In May 1884 John again opened a bakery in Newton but by September, according to the Newton newspaper, he had left again for Edwards County, Kansas to work a claim. In the 1885 Kansas state census, John is enumerated in Brenham, Edwards, Kansas and working again as a baker, while Mary and Willy were still in Newton.

It appears that John Pappe had more than one brush with the law while he was in Kansas. In December 1884 he was brought into Newton by the sheriff, but was able to prove himself innocent and was released. Then in January 1886 he avoided arrest by skipping town. Five other saloon operators there were jailed. In May of that same year he pled guilty to selling liquor "contrary to the law," was fined $100, and spent a month in jail. There were a number of other court judgments and liens against John and Mary Pappe related their business dealings as late as 1888. At one point, their home was sold by order of the court to pay their debts. (See Clippings.)

In 1889 John was living in Coolidge, Kansas in Hamilton county, which lies on the western side of the state along the Kansas-Colorado border. The March 1889 edition of the Southwest Business Directory lists J.H. Pappe as a baker in Coolidge. From there he moved further west.

The 1892 and 1893 Ballinger's Denver City Directories list John H. Pappe as a baker, living at 183 W Dakota Street. That's the last directory listing we have for John. However, Mrs. Mary Pappe and William E Pappe are listed in the Denver directory for the years 1894 through 1898 and we assume they are Johns wife and son. They are shown as living at the same address with a business address near where John lived. William's occupation is listed as butcher. After 1898 there are no Pappes listed in the Denver. Nor have they been located in any state or federal census schedules or online directories for any other city. When John's estate was settled in 1904, the court papers state that he had no living heirs.

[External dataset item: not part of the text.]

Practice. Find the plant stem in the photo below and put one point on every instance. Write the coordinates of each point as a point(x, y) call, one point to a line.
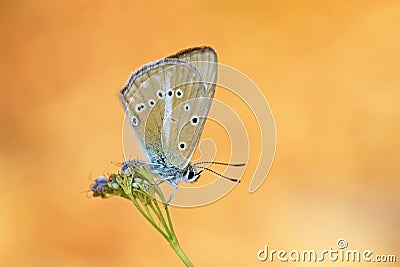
point(178, 250)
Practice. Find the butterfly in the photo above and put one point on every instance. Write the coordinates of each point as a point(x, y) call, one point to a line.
point(167, 102)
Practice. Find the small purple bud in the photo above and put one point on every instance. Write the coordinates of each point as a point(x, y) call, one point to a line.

At some point between 1892 and 1903 John moved to Alaska in search of gold. Unconfirmed information from Raymond Pappe indicates that it may have been about 1897, when news of the Klondike gold strike reached the states. Other family information indicates that he probably reached Alaska by way of Seattle, Washington.

In 1903 John staked a claim at Thanksgiving Creek, which is near Rampart, Alaska along the Yukon River. Conditions were harsh there and miners were locked in by the frozen river except for a few months each summer. On March of that year, while hiking 35 miles to his camp by sled and on foot, John H Pappe froze to death. His partner, Daniel Headman, was with him at the time and stated that John had crawled on his hands and knees for the last half mile. After his death, two acquaintances named George Krastning and Nick Nelson were accused of "diverting a good claim from the estate of J. H. Pappe." Not long after a "Generous Paystreak Opened" at the claim according to the Rampart newspaper. (See Letter and Clippings)

In the end, the entire estate of John H Pappe, including his steam boat and gold claim, was consumed by his partners and the attorney hired to settle the estate. The payment to John's surviving brothers, Albert and Richard Pappe, totaled $100.



(1) This may be John Hermann Pappe's bakery in Wichita, Kansas. On the left on the side of the awning it appears to say "Vienna Bakery, H Pappe." The name is difficult to read in the old photo, however, so it's possible is says "R Pappe.